Cache-to-Cache: Direct Semantic Communication Between Large Language Models
Abstract
Cache-to-Cache (C2C) enables direct semantic communication between LLMs using neural network projections, improving accuracy and reducing latency compared to text-based communication.
Multi-LLM systems harness the complementary strengths of diverse Large Language Models, achieving performance and efficiency gains unattainable by a single model.
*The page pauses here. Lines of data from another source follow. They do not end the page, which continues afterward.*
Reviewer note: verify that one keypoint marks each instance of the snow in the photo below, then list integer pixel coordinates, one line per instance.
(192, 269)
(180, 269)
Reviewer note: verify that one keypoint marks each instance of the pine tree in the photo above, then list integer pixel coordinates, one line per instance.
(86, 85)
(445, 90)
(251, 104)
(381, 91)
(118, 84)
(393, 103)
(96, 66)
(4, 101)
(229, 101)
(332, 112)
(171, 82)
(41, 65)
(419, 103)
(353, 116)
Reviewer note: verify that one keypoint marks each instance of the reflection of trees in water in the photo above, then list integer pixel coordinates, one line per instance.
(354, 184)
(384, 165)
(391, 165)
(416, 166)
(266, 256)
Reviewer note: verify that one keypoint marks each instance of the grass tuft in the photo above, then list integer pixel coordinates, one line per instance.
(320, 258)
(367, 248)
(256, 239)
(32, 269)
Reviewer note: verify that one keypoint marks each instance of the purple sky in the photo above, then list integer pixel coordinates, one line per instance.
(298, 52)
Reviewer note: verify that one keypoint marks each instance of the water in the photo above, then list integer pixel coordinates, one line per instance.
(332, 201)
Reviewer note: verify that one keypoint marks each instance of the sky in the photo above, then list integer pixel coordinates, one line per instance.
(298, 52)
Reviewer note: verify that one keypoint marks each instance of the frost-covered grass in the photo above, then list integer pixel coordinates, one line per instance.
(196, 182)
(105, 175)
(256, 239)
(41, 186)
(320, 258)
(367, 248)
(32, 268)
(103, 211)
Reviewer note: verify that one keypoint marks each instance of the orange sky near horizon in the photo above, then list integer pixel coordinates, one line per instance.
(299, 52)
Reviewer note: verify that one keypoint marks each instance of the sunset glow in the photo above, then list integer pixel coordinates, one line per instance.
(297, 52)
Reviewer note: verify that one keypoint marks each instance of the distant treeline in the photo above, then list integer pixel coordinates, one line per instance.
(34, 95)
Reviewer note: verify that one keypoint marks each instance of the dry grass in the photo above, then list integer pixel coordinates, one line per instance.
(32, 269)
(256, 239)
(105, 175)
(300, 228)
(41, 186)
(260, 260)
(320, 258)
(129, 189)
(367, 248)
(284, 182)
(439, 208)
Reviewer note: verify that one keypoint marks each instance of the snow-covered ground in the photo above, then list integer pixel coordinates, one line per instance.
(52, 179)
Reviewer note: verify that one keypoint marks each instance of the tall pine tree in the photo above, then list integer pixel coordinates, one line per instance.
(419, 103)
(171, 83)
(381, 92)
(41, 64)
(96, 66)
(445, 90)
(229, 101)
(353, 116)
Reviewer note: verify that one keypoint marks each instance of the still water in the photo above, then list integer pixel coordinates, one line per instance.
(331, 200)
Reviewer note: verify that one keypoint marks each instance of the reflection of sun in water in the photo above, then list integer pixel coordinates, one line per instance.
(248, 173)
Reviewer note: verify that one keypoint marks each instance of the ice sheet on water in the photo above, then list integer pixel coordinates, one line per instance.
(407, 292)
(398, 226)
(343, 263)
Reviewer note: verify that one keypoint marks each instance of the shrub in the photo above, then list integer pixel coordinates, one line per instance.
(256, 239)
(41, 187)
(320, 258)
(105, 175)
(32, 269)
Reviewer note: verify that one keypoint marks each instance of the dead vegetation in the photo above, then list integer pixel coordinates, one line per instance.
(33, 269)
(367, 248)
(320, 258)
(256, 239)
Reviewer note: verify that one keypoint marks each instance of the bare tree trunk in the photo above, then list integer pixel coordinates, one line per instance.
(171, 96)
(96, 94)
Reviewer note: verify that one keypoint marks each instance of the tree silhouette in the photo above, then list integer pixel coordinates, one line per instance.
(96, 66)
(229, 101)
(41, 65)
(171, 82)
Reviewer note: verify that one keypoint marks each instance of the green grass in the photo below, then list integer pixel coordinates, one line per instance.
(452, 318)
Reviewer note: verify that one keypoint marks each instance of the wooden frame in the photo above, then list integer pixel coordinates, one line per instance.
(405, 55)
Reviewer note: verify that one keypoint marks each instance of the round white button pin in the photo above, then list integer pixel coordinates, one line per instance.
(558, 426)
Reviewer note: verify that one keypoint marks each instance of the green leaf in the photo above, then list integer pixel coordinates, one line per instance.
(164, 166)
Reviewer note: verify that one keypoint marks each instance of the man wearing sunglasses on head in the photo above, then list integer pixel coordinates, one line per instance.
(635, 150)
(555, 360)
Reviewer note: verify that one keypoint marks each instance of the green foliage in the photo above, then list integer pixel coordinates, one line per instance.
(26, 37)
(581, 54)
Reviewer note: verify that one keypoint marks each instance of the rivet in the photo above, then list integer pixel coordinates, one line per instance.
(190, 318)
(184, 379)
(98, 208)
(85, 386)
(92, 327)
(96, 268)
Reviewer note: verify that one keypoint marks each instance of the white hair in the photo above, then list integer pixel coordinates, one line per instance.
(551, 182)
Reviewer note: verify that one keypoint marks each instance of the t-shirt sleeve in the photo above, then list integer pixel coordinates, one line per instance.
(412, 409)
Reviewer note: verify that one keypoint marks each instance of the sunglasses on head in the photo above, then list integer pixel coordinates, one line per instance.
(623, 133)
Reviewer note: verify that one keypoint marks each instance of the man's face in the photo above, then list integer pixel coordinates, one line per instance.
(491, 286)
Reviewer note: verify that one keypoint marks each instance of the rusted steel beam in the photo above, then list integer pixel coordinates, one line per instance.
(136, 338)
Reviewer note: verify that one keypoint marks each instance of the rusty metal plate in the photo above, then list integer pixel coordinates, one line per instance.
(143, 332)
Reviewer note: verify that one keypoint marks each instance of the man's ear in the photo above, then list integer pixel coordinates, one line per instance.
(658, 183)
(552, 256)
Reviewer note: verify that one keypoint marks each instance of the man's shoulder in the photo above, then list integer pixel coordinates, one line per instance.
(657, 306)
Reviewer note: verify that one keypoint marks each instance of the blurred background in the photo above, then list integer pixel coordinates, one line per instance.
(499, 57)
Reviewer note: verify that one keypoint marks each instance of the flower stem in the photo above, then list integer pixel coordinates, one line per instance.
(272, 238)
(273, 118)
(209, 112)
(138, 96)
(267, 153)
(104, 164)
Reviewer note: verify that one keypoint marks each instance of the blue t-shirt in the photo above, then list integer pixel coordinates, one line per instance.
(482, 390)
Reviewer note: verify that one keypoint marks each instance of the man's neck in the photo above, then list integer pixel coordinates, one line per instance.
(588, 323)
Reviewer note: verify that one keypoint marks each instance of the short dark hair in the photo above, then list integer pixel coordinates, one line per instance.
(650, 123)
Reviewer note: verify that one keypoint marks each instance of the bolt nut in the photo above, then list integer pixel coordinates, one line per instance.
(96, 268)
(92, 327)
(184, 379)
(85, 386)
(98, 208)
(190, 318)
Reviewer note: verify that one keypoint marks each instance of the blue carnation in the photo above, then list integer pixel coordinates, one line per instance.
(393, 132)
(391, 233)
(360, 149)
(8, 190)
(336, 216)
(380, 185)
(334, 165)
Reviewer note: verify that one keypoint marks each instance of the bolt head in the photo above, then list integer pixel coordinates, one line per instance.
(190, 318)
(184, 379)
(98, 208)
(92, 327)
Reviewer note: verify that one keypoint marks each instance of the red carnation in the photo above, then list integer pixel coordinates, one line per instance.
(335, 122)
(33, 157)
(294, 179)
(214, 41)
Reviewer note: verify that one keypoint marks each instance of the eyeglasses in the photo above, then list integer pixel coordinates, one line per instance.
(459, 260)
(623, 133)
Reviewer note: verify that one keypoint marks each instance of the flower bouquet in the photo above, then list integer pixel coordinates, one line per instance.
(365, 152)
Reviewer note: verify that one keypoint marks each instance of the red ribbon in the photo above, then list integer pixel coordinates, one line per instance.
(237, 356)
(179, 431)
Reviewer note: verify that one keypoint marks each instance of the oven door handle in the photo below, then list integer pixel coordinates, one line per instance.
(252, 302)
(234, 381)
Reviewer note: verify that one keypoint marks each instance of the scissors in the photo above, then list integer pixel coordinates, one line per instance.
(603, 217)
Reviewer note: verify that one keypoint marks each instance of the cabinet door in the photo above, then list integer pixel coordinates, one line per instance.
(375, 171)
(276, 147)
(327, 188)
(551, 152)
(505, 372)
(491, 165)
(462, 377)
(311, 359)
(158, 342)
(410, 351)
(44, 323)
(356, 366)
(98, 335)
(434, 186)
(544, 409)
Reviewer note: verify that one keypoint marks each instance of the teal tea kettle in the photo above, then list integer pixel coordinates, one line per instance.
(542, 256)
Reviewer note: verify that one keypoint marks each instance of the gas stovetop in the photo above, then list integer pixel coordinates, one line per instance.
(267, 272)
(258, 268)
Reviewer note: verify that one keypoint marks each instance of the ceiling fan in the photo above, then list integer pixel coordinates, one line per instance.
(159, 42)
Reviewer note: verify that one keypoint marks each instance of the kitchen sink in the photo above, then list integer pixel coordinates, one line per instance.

In existing designs, LLMs communicate through text, forcing internal representations to be transformed into output token sequences. This process both loses rich semantic information and incurs token-by-token generation latency. Motivated by these limitations, we ask: Can LLMs communicate beyond text? Oracle experiments show that enriching the KV-Cache semantics can improve response quality without increasing cache size, supporting KV-Cache as an effective medium for inter-model communication. Thus, we propose Cache-to-Cache (C2C), a new paradigm for direct semantic communication between LLMs. C2C uses a neural network to project and fuse the source model's KV-cache with that of the target model to enable direct semantic transfer. A learnable gating mechanism selects the target layers that benefit from cache communication. Compared with text communication, C2C utilizes the deep, specialized semantics from both models, while avoiding explicit intermediate text generation. Experiments show that C2C achieves 8.5-10.5% higher average accuracy than individual models. It further outperforms the text communication paradigm by approximately 3.0-5.0%, while delivering an average 2.0x speedup in latency. Our code is available at https://github.com/thu-nics/C2C.
Community
Can LLMs communicate beyond text? We explore Cache-to-Cache (C2C) as a new multi-LLM communication paradigm. It directly projects and fuses KV-caches between models to transfer semantics, achieving ~8.5–10.5% average accuracy gains over single models, ~3.0–5.0% over text-based exchange, and ~2× lower latency. Code is open-sourced.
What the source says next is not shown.